At the present time, lithographic printing plates (processed) are generally prepared from lithographic printing plate precursors (also commonly called lithographic printing plates) comprising a substrate and a photosensitive coating deposited on the substrate, the substrate and the photosensitive coating having opposite surface properties. The photosensitive coating is usually a photosensitive material, which solubilizes or hardens upon exposure to an actinic radiation. In positive-working systems, the exposed areas become more soluble and can be developed to reveal the underneath substrate. In negative-working systems, the exposed areas become hardened and the non-exposed areas can be developed to reveal the underneath substrate.
Currently, most commercial lithographic plates require a development process after the plates being exposed and before put on press. A liquid developer is used to dissolve and clean off the non-exposed areas (for negative plate) or the exposed areas (for positive plate). On-press developable lithographic printing plates have been disclosed in the literature. Such plates can be directly mounted on press after exposure to develop with ink and/or fountain solution during the initial printing operation and then to print out regular printed sheets. No separate development process before mounting on press is needed, allowing savings on labor, material, and developer waste disposal costs. Among the on-press developable lithographic printing plates are U.S. Pat. Nos. 5,258,263, 5,407,764, 5,516,620, 5,561,029, 5,616,449, 5,677,110, 5,811,220, 6,014,929, and 6,482,571.
Traditionally the plate is exposed with an actinic light (usually an ultraviolet light from a lamp) through a separate photomask having predetermined image pattern that is placed between the light source and the plate. Laser sources have been increasingly used to imagewise expose a printing plate that is sensitized to a corresponding laser, allowing the elimination of photomask, reducing material, equipment and labor cost. Among the laser imagable plates, infrared laser sensitive plates, also called thermosensitive plates or thermal plates, are most attractive because they often can be handled under white light.
Negative thermosensitive lithographic printing plates having on a substrate a thermosensitive layer comprising a polymeric binder, an ethylenically unsaturated monomer, an initiator, and an infrared absorbing dye have been described in the literature, such as U.S. Pat. Nos. 4,997,745, 6,153,356, 6,232,038, 6,309,792, and 6,645,697. As the ethylenically unsaturated monomer, multifunctional (meth)acrylate monomer is generally used, including urethane (meth)acrylate monomers and non-urethane (meth)acrylate monomers. Urethane (meth)acrylate monomers generally give better curing speed and press durability than non-urethane (meth)acrylate monomers. Multifunctional urethane (meth)acrylate monomer has been used either alone (as in U.S. Pat. No. 6,232,038), blended with a multifunctional non-urethane (meth)acrylate monomer at a urethane (meth)acrylate monomer to non-urethane (meth)acrylate monomer weight ratios of at least 3.5 (for example, 3.5 to 4.9 as in U.S. Pat. No. 6,309,792, and 4.0 to 4.8 as in U.S. Pat. App. Pub. No. 2002/0197564), or blended with a difunctional non-urethane (meth)acrylate monomer (such as in U.S. Pat. No. 6,153,356).

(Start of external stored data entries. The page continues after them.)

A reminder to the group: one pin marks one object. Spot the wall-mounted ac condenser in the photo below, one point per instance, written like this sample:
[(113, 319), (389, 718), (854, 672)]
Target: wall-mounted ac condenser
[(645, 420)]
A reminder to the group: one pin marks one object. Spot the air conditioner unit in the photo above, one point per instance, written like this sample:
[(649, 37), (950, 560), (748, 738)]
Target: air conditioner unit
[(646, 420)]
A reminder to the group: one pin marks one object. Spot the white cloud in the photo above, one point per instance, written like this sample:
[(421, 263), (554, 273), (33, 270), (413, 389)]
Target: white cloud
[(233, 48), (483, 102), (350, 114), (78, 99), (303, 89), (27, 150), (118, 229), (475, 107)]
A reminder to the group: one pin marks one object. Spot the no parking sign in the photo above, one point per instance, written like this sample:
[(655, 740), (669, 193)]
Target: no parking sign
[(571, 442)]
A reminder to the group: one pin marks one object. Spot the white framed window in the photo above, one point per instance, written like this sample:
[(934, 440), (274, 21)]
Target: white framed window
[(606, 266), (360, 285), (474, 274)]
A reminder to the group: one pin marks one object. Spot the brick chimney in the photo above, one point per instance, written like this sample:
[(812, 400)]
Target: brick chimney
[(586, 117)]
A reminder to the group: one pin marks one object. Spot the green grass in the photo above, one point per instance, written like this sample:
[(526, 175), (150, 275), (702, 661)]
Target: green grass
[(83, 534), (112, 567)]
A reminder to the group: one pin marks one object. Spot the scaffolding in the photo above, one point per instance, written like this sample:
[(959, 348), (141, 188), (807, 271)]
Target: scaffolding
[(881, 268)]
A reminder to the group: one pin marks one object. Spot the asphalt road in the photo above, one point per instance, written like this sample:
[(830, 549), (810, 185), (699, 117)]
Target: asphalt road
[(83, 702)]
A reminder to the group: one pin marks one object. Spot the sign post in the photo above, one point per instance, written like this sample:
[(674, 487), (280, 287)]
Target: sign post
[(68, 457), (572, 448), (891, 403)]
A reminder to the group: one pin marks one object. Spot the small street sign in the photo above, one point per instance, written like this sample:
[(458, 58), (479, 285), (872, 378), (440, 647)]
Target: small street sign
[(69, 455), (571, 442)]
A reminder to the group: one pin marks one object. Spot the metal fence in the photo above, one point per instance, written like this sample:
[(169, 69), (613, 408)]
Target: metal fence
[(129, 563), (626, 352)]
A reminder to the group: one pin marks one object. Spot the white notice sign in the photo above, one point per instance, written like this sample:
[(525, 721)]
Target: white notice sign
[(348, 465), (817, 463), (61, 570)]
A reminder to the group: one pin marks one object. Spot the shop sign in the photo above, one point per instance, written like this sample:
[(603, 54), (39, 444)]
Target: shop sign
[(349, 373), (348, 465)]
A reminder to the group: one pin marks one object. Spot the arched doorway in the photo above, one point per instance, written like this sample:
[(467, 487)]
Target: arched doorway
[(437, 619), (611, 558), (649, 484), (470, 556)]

The inventor has found, surprisingly, thermosensitive lithographic printing plates comprising a multifunctional urethane (meth)acrylate monomer having at least 6 (meth)acrylate groups and a multifunctional non-urethane (meth)acrylate monomer having at least 4 (meth)acrylate groups at a weight ratio of from 0.10 to 3.0 can give significantly better curing speed and press durability than with such multifunctional urethane (meth)acrylate monomer or such multifunctional non-urethane (meth)acrylate monomer alone.